Obviously this blog hasn't been updated in years. If you are interested in follow-up posts on this (and other) topics, please visit my Substack page.



Sunday, January 31, 2010

I live in a mining town

I live in a mining town. In some ways, the mother of all mining towns—the richest hill on earth, literally, and the only mining camp in the United States that grew into a multi-ethnic metropolis, with close to 100,000 people ninety years ago. In Butte, Montana, gold drew them, silver kept them, and copper made them rich.

When I look out my kitchen window I see a little park, the site of a small mine that shut down in 1910. Its waste rock makes the walls of my basement. And I see a massive headframe, the surface expression of the Anselmo Mine, one that reached 4,301 feet deep and closed in 1959. I’ve met Ed Panisko, a gentle man and a tough miner, the previous resident of my house, who worked in the Anselmo.

What Things Are Made Of didn’t come about because of my living in Butte.

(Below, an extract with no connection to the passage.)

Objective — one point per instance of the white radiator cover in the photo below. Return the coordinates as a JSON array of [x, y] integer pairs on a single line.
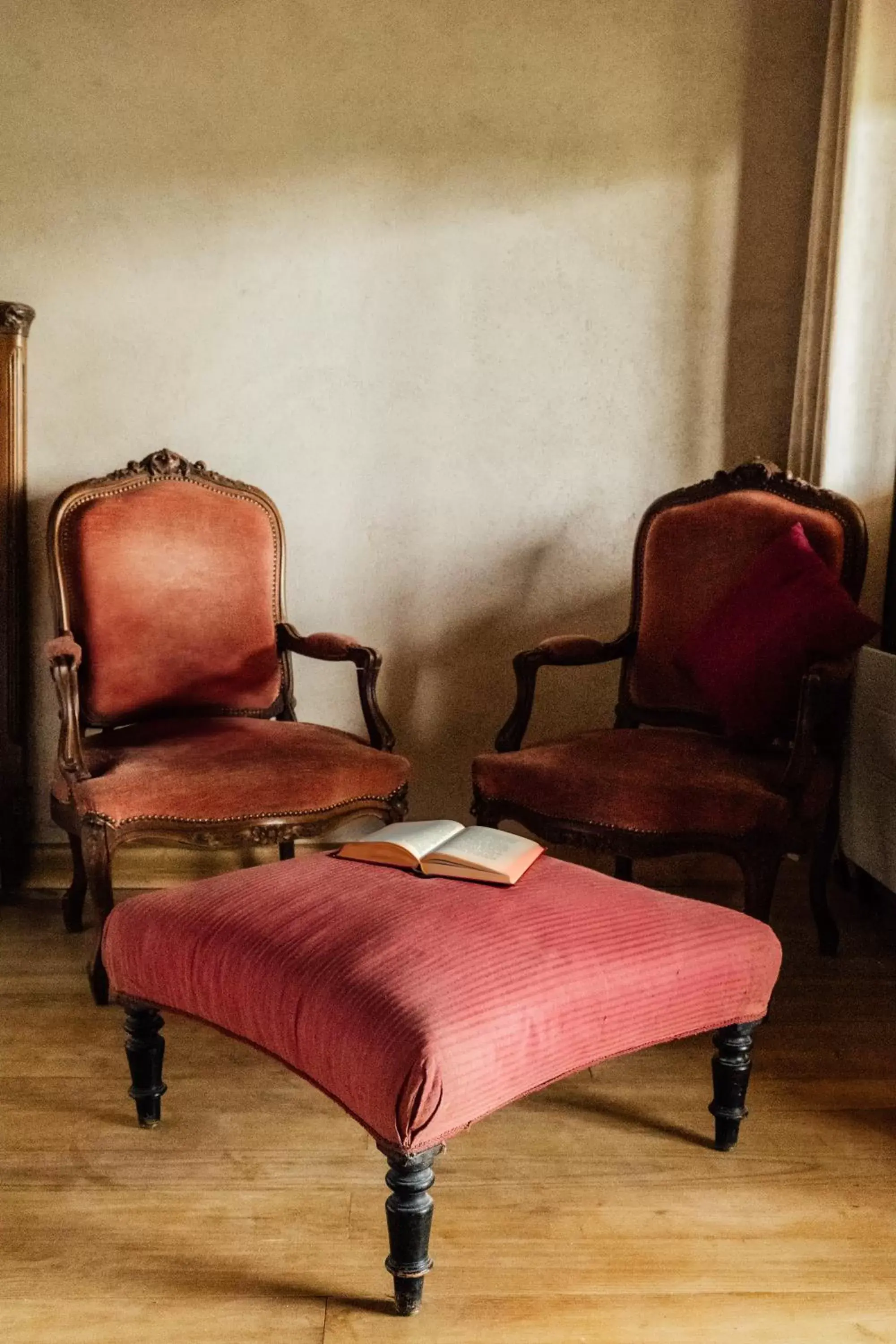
[[868, 791]]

It started when I lived in Golden, Colorado, and was mostly an intellectual outgrowth of the perpetual calendar, History of the Earth, created in 1994. But Butte and its people have absolutely fostered and stimulated my work on What Things Are Made Of—in many ways, the core concepts of that book are nowadays right outside my door and in the foreground of my mind as I live and write and walk Butte’s streets.

Mining towns are complex, because they draw a transient population that depends on the vagaries of the mining business. Mineral commodities depend on all the things that drive the world economy. Wars are good (more copper, more iron, more manganese). Housing booms are good (copper pipes for plumbing) and busts are not (less gypsum for sheetrock, less feldspar for toilets). New inventions that connect and help humans are good (copper wires for telephone lines, tungsten for incandescent light filaments, mercury for Dr. Rush’s Thunderclappers, neodymium for electric car batteries). And so go the fortunes of places like Butte or Chuquicamata or Almaden or Bayan Obo or Udachnaya. 

Living in a historically vibrant mining town that today is part of the nation’s largest Superfund site (as well as the nation’s largest National Historic Landmark district) is a huge eye-opener for anyone who is conscious of both the needs for mineral resources and the damage their extraction can create. And, I hope, of the possible ways that damage can indeed be remediated. The Clark Fork Watershed Education Program exploits the historical needs, the damage, and the ongoing restoration, to foster understanding and stewardship in a complex environment. I’m quite proud to have an occasional small role in that organization’s outreach to thousands of K-12 students and teachers.

In Butte, I live at the corner of Quartz and Crystal Streets, a very cool spot for a geologist. That’s one of the aspects of Butte that contributes subliminally to What Things Are Made Of.

I’m a person who craves the frontier. I grew up at a time when the American frontier had evaporated: I tried California’s golden magnet, but the frontier was gone. Space might have worked, but I wasn’t able to be an astronaut. Butte’s history, its color, its intricate flavor, is my personal frontier now. It touches all I do.